TABLE 7 Phenanthroindolizidine alkaloid derivative nano self-emulsifying composition formula
The preparation method comprises the following steps: and (3) uniformly mixing the oil phase, the emulsifier and the co-emulsifier according to the formula, adding CAT3 according to the formula amount, stirring, heating or carrying out ultrasonic treatment until the medicine is completely dissolved, and thus obtaining the phenanthroindolizidine alkaloid derivative nano self-emulsifying composition. The nano self-emulsifying composition of the phenanthroindolizidine alkaloid derivative is diluted by water with the proportion of 1: 100 times under the condition of slight stirring, and can be completely emulsified within 1 minute to form transparent emulsion with the particle size of less than 200nm.

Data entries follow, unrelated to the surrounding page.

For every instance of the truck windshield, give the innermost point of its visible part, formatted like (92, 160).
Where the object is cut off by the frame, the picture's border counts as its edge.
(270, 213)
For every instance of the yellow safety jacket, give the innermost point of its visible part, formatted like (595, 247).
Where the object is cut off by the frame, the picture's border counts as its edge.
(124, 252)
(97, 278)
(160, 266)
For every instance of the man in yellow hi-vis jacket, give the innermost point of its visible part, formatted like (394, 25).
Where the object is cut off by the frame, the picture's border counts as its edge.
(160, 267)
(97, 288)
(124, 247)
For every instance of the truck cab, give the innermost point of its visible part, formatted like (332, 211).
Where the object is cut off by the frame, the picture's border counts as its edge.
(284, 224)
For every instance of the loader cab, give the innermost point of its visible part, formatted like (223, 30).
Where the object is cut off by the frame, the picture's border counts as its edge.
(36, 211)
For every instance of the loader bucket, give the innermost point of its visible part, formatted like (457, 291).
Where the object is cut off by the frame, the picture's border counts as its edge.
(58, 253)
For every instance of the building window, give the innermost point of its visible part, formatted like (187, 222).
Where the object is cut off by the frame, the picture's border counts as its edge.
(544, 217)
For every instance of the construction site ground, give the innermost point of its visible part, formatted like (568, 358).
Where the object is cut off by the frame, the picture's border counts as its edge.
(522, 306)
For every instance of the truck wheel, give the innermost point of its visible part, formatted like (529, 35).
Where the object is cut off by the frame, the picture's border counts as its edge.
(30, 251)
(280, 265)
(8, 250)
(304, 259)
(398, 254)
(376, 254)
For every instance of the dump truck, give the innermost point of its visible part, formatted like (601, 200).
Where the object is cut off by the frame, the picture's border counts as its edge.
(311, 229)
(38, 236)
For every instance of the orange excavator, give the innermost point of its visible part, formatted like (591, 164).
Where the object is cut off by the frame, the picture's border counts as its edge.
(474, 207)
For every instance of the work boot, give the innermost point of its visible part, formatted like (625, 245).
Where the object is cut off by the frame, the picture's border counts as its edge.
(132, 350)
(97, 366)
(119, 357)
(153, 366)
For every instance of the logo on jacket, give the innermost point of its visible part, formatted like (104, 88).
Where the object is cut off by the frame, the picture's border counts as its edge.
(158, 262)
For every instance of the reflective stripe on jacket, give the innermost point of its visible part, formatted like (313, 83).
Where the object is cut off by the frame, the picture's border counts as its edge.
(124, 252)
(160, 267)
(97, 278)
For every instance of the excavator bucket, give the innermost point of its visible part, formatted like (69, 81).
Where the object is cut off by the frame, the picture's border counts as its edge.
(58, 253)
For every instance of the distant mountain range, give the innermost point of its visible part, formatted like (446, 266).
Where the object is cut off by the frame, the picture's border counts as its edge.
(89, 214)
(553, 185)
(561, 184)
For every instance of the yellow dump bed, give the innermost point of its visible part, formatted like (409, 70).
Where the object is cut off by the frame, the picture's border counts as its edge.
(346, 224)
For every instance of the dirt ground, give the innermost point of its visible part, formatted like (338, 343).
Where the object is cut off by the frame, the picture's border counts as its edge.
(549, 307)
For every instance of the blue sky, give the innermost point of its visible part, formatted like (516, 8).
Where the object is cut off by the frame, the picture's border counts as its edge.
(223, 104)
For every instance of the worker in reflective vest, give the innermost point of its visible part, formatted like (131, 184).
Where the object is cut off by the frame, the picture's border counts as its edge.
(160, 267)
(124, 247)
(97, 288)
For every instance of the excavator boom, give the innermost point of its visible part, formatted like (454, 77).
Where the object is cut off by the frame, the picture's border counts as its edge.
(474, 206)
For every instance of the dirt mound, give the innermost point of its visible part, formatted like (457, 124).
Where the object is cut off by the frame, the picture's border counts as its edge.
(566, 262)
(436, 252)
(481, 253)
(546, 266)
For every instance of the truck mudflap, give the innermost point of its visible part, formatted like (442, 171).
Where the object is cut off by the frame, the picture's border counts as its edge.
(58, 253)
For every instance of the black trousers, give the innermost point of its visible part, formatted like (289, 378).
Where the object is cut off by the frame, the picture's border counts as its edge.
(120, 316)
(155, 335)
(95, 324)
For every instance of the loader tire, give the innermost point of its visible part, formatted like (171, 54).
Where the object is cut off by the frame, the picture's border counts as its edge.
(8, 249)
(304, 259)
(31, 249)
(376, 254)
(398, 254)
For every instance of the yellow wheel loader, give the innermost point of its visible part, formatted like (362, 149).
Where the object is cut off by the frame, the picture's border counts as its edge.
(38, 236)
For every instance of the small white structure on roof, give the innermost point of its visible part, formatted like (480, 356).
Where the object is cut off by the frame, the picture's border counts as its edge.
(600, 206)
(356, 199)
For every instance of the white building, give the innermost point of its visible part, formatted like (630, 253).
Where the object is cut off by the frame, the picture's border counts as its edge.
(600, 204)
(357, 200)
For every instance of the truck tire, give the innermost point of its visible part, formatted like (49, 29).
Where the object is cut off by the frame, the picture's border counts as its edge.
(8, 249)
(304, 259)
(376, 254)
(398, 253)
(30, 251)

Example 8: phenanthroindolizidine alkaloid derivative nano self-emulsifying composition with different coemulsifier ratios
CAT3 is used as a model drug to investigate the formation of the phenanthroindolizidine alkaloid derivative nano self-emulsifying composition when the co-emulsifier is in different proportions. The composition consists of the following components in percentage by weight:
TABLE 8 Phenanthroindolizidine alkaloid derivative nano self-emulsifying composition formula
The preparation method comprises the following steps: and (3) uniformly mixing the oil phase, the emulsifier and the co-emulsifier according to the formula, adding CAT3 according to the formula amount, stirring, heating or performing ultrasonic treatment until the medicine is completely dissolved, and thus obtaining the phenanthroindolizidine alkaloid derivative nano self-emulsifying composition. The nano self-emulsifying composition of the phenanthroindolizidine alkaloid derivative is diluted by water with the proportion of 1: 100 times under the condition of slight stirring, and can be completely emulsified within 1 minute to form transparent emulsion with the particle size of less than 200nm.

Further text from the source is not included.